Cayetano Martínez de Irujo ha dejado perplejos a todos al contar que fue víctima de una maldición hace años por la que tuvo que acudir a un sacerdote.


Cayetano Martínez de Irujo ha sido uno de los invitados a ‘Lazos de Sangre’ esta semana. El conde de Salvatierra fue capaz de dejar sin palabras a los espectadores, pues aseguró que había sido víctima de un mal de ojo por el que le sucedían desgracias inverosímiles. Tras tratar la maldición de los Grimaldi, el hijo de la duquesa de Alba compartió la experiencia que le tocó vivir en su propia piel. «Sufrí siete accidentes en pocos meses», comenzó diciendo. No puso ni un instante en duda que una mujer condenara a la familia Grimaldi a ser infeliz durante 50 años, ya que a él le sucedió algo similar, tal y como años después pudo comprobar. Completamente desesperado, acudió a un sacerdote experto en exorcismos. 

«Creo en ella porque a mí me ha pasado. Ahí me di cuenta de que el mal, como el bien, existe en nuestra sociedad. Me di cuenta de que algo me pasaba porque era una época en la que tuve seis o siete accidentes seguidos en pocos meses, dos de ellos a caballo. Uno de ellos me tiró al suelo nada más subirme, y si no fuera porque puse la mano, pude morir o quedar paralítico«, dijo Cayetano Martínez de Irujo. Entonces, no daba crédito a todo lo que le sucedía, por lo que se puso en manos de alguien capaz de quitarle el mal de ojo. «Recurrí a un sacerdote exorcista, que me quitó la maldición e incluso me dijo de quién podría haber venido, que era una persona muy cercana. Ese fue el primer paso, pero luego vi a otras personas que me ayudaron, fue un proceso muy largo y duro», añadió.

Cayetano Martínez de Irujo hermano
© Europa Press.

En aquel momento sintió pánico, pero pudo resurgir y comenzar de cero gracias a aquellos que no le soltaron de la mano. «Por primera vez en mi vida me daba miedo vivir, me pasaban todo tipo de cosas inverosímiles», aseguró.

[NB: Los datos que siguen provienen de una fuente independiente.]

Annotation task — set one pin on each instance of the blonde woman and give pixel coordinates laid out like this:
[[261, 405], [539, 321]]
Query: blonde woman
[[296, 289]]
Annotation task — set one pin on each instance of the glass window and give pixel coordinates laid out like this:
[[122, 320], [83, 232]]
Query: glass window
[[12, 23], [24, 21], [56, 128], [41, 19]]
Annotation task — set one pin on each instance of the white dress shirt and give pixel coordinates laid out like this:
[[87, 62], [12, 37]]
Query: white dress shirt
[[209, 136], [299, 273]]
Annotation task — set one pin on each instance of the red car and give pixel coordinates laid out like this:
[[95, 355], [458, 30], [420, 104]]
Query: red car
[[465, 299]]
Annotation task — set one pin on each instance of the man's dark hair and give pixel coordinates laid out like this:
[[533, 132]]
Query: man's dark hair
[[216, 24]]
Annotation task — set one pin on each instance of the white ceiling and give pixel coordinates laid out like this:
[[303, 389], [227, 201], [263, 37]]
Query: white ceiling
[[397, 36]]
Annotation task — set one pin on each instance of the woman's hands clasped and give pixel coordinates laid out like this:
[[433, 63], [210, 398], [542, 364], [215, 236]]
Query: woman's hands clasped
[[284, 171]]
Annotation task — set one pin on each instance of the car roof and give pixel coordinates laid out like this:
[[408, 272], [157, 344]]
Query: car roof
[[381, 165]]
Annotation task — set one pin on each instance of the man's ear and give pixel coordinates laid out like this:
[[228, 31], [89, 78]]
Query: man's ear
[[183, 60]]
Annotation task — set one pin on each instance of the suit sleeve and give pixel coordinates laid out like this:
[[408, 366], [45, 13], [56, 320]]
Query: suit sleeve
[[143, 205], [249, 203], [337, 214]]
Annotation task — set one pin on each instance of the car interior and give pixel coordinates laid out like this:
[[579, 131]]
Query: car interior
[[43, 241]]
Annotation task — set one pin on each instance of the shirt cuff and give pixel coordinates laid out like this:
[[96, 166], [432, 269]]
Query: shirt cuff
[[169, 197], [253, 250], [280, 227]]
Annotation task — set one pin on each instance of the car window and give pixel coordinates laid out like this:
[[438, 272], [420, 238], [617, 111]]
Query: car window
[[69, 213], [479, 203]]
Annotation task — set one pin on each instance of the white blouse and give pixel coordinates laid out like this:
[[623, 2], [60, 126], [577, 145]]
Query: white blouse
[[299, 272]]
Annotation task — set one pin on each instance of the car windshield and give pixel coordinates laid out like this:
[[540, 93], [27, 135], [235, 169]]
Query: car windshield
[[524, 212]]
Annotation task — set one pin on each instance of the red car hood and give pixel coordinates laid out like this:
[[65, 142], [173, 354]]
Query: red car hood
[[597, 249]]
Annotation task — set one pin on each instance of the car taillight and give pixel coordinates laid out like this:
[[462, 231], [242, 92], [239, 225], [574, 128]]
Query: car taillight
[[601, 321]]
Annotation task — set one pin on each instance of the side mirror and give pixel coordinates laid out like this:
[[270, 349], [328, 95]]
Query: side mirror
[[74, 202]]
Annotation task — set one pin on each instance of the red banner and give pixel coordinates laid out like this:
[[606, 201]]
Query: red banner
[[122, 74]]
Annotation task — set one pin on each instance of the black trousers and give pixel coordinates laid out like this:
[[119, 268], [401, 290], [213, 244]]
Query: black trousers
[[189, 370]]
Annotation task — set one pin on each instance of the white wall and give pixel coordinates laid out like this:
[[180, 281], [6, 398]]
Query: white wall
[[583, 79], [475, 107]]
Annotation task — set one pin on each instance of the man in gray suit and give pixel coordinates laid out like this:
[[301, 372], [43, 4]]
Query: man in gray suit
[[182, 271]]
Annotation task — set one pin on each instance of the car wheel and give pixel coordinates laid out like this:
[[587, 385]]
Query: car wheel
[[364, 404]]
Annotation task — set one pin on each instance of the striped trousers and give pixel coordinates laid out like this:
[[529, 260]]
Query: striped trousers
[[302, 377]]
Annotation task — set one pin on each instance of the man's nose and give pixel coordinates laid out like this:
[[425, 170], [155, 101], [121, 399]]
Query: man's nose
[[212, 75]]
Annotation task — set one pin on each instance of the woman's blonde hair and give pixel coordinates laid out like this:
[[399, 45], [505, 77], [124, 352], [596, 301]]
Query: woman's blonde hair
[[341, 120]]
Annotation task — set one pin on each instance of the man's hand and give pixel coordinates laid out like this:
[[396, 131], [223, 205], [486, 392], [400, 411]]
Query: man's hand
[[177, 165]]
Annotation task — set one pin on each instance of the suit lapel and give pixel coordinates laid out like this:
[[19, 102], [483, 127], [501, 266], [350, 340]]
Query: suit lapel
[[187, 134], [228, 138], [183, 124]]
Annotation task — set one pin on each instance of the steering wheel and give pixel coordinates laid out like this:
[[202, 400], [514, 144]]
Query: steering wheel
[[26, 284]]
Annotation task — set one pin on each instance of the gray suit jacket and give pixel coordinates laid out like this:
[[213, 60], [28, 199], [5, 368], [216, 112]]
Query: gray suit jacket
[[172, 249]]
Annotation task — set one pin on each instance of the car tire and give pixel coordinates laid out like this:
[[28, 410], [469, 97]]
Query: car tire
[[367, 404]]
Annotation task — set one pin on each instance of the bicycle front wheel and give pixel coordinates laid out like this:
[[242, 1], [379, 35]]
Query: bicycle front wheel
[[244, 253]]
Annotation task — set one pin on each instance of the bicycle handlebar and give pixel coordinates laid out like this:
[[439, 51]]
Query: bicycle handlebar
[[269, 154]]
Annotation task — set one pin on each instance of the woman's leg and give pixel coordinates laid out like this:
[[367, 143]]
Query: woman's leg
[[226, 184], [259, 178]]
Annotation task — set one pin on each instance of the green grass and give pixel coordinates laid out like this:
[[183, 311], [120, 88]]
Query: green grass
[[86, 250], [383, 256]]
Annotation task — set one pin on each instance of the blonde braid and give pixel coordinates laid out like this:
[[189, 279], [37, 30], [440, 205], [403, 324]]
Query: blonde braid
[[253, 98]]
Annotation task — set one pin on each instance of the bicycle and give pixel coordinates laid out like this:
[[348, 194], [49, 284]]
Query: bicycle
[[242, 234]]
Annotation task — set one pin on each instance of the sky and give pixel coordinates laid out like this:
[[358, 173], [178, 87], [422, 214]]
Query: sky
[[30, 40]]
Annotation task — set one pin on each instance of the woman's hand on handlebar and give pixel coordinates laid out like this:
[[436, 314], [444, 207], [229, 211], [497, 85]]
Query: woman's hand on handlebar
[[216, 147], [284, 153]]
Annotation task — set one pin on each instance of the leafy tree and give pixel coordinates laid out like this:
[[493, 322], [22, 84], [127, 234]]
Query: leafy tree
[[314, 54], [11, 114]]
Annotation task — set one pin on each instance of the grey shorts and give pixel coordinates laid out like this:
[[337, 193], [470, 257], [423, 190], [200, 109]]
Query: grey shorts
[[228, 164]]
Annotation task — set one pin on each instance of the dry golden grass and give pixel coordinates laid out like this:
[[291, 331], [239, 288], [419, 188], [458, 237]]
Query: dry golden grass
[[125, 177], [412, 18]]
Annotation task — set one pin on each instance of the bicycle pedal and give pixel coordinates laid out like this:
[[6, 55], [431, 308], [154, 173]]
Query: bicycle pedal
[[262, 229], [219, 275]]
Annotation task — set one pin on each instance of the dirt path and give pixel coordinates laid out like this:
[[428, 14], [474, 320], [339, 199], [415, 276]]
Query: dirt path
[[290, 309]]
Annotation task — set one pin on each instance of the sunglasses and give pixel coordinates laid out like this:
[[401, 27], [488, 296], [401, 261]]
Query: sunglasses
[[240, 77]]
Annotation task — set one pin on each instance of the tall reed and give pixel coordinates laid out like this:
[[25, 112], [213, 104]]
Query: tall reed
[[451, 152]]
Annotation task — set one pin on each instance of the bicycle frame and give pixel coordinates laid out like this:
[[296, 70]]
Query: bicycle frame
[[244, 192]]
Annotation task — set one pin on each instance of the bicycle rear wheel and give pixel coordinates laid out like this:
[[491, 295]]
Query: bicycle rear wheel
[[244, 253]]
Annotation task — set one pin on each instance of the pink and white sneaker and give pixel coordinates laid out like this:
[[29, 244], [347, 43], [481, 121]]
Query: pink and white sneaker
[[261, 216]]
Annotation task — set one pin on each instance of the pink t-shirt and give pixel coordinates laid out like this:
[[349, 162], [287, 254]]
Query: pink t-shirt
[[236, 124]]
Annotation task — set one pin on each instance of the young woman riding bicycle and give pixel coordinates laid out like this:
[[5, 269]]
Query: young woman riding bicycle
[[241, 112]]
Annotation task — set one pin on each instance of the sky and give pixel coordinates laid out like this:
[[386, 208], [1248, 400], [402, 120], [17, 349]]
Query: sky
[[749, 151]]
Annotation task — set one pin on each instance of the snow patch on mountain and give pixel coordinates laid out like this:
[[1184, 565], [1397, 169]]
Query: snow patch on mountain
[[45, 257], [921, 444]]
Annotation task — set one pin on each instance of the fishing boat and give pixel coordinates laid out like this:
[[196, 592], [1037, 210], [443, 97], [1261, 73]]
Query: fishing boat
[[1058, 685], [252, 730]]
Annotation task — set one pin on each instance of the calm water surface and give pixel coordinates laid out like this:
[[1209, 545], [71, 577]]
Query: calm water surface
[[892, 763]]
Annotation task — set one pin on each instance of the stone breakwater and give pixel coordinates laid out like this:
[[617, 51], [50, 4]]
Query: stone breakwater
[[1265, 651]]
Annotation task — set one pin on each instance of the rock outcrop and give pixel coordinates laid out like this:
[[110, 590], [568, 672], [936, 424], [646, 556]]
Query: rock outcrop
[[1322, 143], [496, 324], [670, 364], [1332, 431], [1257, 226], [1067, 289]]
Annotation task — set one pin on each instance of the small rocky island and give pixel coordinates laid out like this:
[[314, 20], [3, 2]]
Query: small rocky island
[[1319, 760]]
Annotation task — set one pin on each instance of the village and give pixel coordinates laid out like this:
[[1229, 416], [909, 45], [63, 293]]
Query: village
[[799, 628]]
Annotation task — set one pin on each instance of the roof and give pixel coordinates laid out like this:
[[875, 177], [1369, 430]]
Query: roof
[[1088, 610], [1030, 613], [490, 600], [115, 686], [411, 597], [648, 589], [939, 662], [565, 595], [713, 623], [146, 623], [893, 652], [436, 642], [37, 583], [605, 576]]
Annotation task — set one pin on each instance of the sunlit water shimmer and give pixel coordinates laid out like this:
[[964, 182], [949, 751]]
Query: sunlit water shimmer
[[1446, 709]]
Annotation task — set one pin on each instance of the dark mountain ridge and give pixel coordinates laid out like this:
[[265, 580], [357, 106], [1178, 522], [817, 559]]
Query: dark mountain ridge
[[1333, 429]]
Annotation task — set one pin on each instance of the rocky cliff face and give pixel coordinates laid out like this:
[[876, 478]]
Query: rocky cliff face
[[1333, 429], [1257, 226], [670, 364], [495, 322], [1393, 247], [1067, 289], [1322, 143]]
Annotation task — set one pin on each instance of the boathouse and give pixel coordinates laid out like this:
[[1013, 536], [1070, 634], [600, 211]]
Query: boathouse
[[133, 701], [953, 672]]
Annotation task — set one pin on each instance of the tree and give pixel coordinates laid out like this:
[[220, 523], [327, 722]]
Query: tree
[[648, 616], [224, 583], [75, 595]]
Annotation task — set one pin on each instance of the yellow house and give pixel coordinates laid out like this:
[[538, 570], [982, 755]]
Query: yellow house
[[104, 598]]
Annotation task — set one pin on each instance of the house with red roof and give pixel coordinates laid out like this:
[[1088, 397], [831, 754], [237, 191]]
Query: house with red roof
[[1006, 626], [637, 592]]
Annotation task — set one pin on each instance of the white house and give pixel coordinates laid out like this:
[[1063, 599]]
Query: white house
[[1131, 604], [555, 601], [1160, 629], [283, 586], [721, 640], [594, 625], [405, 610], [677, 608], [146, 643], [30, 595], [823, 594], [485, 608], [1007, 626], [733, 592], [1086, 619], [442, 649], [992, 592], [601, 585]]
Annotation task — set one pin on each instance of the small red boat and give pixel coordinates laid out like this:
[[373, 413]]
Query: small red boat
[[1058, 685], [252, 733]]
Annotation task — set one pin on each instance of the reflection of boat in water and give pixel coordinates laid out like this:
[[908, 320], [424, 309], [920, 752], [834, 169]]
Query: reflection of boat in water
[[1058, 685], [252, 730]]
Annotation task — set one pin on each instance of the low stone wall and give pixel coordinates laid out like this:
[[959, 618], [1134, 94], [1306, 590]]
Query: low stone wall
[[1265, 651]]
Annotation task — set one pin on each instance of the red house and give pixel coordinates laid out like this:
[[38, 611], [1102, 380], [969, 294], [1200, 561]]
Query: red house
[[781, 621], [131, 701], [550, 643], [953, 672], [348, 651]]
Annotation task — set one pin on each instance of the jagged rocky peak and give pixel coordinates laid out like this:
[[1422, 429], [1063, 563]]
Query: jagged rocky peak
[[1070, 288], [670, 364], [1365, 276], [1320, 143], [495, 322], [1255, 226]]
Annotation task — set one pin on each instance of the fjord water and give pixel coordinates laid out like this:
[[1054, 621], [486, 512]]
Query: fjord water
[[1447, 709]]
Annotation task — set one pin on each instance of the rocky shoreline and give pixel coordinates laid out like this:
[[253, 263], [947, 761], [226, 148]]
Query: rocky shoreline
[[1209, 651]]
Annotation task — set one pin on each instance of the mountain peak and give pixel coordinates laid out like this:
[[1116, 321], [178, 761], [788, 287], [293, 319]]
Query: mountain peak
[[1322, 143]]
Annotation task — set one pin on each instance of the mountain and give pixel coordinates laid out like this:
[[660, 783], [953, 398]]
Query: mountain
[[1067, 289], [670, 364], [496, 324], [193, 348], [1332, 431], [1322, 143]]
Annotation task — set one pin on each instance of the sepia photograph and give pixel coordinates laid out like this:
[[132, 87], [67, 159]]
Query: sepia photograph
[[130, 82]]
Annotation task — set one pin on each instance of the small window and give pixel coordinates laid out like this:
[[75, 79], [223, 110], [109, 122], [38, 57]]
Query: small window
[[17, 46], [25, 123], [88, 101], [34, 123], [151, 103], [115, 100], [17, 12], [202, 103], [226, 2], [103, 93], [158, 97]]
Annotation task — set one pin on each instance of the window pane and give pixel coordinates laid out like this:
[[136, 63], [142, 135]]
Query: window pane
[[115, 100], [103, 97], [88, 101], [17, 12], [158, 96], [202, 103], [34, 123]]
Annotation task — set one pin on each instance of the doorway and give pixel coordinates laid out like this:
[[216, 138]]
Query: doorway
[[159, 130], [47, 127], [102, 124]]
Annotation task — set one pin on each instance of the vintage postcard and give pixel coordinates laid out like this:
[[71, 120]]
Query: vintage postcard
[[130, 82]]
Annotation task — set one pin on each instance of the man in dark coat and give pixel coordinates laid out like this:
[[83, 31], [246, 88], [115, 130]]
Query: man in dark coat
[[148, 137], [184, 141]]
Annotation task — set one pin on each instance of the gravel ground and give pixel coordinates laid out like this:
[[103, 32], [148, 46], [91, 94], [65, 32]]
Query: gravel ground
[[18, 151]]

Este episodio traumático no ha sido lo único que le ha marcado en vida. También la muerte de su padre, quien murió en 1972 enfermo de leucemia. «Era joven que nunca supo encontrar su lugar como princesa de Mónaco, marcada por la temprana muerte de su madre, Grace Kelly, y el sentimiento injusto de culpa. Yo la entiendo y me identifico con ella porque la muerte de mi padre me ha marcado 40 años. Hasta que una psicóloga me dijo «Tu padre no te ha abandonado, está contigo», yo no podía hablar de ello sin llorar», comentó.